Linux is implementing thread preemption. Each thread is given a period of time to use the CPU. When that time expires, Linux pauses the thread and selects another that is waiting for CPU time and allows it to run.
Pthreads supports preemption on all of the versions of Linux and Unix you are likely to encounter. Originally, some vendors chose to implement non-preemptive pthreads (we'll use non-preemptive threads in your labs) as well as the preemptive version but today you should expect pthreads to be preemptive.
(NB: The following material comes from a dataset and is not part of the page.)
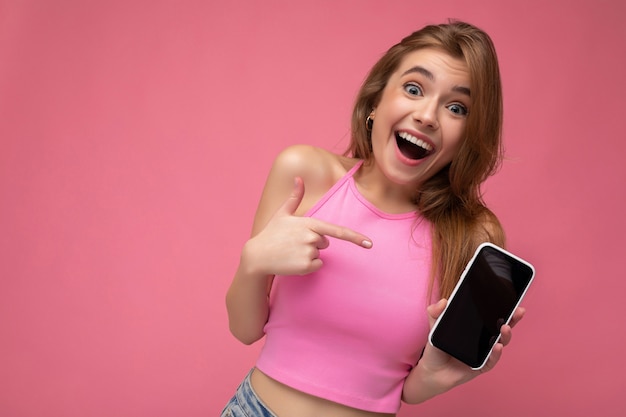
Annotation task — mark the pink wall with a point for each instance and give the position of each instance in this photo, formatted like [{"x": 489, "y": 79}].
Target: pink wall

You are probably familiar with running multiple Unix processes at the same time on the same machine, using an "&". The processes (while they are running) will interleave as the machine timeshares the CPU. Try it. In proc1.c is a very simple program that iterates 10,000 times printing its process ID and the iteration number. Try compiling and running 5 copies (one more than the number of processors) from the same shell in the background. You should see output from one for a while followed by output from the other.
In both of these examples of preemption, the number of threads or processes exceeds the number of physical processors in the machine. Why?
The purpose of preemption is to provide the illusion that each thread or process has its own "virtual" CPU. In the case there there are fewer threads than CPUs or an equal number of threads and CPUs, Linux will dutifully assign one CPU per thread or process. When each thread gets its own CPU, they execute in parallel (i.e. at the same time) without preemption. That is, because there are enough CPUs to go around, there are no threads ready and waiting.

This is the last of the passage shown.